COVID-19 Research Paper Volume 12, Issue 22 pp 22399—22404

Impact of age on duration of viral RNA shedding in patients with COVID-19

Chenliang Zhou1, *, , Tianfang Zhang2, *, , Haotang Ren2, , Shanshan Sun2, , Xia Yu2, , Jifang Sheng2, , Yu Shi2, , Hong Zhao2, ,

  • 1 Department of Critical Care Medicine, Renmin Hospital of Wuhan University, Wuhan 430000, China
  • 2 State Key Laboratory for Diagnosis and Treatment of Infectious Diseases, National Clinical Research Center for Infectious Diseases, Collaborative Innovation Center for Diagnosis and Treatment of Infectious Diseases, The First Affiliated Hospital, College of Medicine, Zhejiang University, Hangzhou 310003, China
* Equal contribution

Received: June 2, 2020       Accepted: September 9, 2020       Published: November 20, 2020
How to Cite

Copyright: © 2020 Zhou et al. This is an open access article distributed under the terms of the Creative Commons Attribution License (CC BY 3.0), which permits unrestricted use, distribution, and reproduction in any medium, provided the original author and source are credited.


Background: The aim of this study was to investigate the host factors of patients with COVID-19 that were associated with delayed viral RNA clearance in specimens obtained from the upper respiratory tract.

Results: A median of a 32-day period of viral RNA shedding was observed, ranging from 4 days to 111 days.
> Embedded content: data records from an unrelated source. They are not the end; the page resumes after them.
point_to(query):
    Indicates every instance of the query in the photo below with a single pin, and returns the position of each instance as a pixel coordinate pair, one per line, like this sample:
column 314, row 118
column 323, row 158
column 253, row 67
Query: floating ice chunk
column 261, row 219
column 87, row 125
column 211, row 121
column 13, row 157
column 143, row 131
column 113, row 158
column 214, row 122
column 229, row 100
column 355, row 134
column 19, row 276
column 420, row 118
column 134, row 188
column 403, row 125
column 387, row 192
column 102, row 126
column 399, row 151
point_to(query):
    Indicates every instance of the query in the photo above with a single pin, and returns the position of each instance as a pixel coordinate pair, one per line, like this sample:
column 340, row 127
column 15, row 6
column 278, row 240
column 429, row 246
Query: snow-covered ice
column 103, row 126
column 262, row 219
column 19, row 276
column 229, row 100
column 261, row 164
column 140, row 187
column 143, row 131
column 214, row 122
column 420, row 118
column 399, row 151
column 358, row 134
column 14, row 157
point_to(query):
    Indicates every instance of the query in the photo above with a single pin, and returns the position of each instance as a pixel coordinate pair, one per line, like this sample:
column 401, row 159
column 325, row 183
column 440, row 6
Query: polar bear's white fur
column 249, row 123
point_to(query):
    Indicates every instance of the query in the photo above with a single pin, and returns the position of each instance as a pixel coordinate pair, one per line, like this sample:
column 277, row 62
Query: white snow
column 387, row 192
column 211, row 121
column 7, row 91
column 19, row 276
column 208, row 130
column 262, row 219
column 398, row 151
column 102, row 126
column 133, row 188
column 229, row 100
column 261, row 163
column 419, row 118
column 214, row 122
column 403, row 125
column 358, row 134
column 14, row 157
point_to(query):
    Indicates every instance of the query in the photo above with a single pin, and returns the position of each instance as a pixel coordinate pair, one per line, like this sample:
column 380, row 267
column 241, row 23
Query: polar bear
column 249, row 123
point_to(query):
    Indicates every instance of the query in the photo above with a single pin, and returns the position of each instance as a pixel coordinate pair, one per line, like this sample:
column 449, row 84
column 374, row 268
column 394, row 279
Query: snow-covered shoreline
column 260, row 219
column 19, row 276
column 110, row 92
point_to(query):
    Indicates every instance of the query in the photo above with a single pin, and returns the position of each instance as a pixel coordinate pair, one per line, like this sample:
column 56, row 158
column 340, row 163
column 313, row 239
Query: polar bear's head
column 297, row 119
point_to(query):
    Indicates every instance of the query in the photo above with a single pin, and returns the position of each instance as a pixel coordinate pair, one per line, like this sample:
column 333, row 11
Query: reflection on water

On multivariate analysis, elderly age was independently associated with prolonged viral shedding (OR = 1.02, 95% CI: 1.01–1.04, P = 0.003). An incremental increase in the duration of viral RNA shedding was observed with increasing age (P < 0.05). The median (quartile) duration of viral RNA shedding was 23 (22) days (≤ 40 years), 30 (18) days (41–50 years), 33 (21) days (51–60 years), 34 (17) days (61–70 years) and 34 (17) days (> 70 years).

Conclusions: Viral RNA shedding can persist for as long as 111 days in the upper respiratory tract. Increasing age is associated with viral RNA persistence.

Method: The demographic and virological data of patients with laboratory-confirmed COVID-19 were retrospectively analyzed. A multivariate logistic regression analysis was performed to identify significant risk factors associated with delayed viral RNA clearance. The duration of viral shedding was compared among age-stratified groups.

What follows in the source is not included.